Sen. Raphael Warnock responded Monday to an op-ed by Georgia's secretary of state that known as him an "election denier" over his remarks on voter suppression.
"I need to spend lots of time capturing down false claims about our elections in Georgia," Brad Raffensperger wrote in The Wall Avenue Journal Sunday. "Normally they arrive from losers. However generally even victorious candidates make false claims about our elections."
Raffensperger referred partly to Warnock's victory speech after successful a runoff for Georgia's Senate seat earlier this month, through which Warnock mentioned, "Simply because folks endured lengthy strains that wrapped round buildings some blocks lengthy, simply because they endured the rain and the chilly and every kind of methods with a view to vote, doesn't suggest that voter suppression doesn't exist."
Raffensperger wrote, "I believed I had heard each conspiracy concept there was after the 2020 election, however the concept Republicans management the climate to make it tougher for Democrats to vote is a brand new one. ... And I do not even know what Mr. Warnock means by 'every kind of different methods.'"

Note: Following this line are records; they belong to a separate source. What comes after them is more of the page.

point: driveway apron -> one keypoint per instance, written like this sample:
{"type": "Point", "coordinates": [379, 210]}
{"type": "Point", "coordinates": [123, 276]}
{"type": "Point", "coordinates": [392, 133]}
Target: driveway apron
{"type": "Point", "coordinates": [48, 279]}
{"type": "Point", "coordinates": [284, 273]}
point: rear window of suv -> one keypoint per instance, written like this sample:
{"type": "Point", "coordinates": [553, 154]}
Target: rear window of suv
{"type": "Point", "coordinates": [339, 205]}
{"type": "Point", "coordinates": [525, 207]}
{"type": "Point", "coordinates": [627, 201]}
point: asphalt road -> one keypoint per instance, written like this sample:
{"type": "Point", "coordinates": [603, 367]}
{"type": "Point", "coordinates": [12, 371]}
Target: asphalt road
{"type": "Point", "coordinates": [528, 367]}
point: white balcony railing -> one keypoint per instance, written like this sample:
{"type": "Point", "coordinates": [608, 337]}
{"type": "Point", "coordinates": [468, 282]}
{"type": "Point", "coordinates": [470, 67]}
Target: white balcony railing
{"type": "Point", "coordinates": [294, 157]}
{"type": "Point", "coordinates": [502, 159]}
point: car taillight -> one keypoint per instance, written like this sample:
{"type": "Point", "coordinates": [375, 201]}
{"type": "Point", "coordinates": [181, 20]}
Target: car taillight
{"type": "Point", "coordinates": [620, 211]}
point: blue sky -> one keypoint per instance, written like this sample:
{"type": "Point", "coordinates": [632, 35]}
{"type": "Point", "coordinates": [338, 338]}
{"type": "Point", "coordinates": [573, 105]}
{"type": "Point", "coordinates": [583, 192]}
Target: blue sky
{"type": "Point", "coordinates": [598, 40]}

In an unique interview with "CBS Mornings" on Monday, Warnock responded, saying, "The truth that folks have needed to overcome obstacles doesn't suggest these obstacles do not exist."
"We actually noticed faculty college students and seniors in strains that had been hours and hours and hours lengthy," he mentioned. "Possibly [Raffensperger is] proud of that. I am not. I feel we will do higher than that."
Warnock's runoff election victory this month gave Democrats their 51st seat within the Senate and gave him his first full six-year time period, after having beforehand received a particular election for the seat in 2021. He's the primary Black American to characterize Georgia within the Senate and the primary Black Democrat elected to the chamber from a southern state.
His win got here amid what he and different Democrats seen as voter suppression efforts from Republicans, who've pointed to the state's excessive voter turnout to rebut these claims.
Republicans within the state mentioned after Warnock's win that issues over a 2021 regulation imposing new restrictions on voting had been overblown. Democrats, nonetheless, consider voters made their voices recognized regardless of these obstacles.
The Related Press contributed to this text.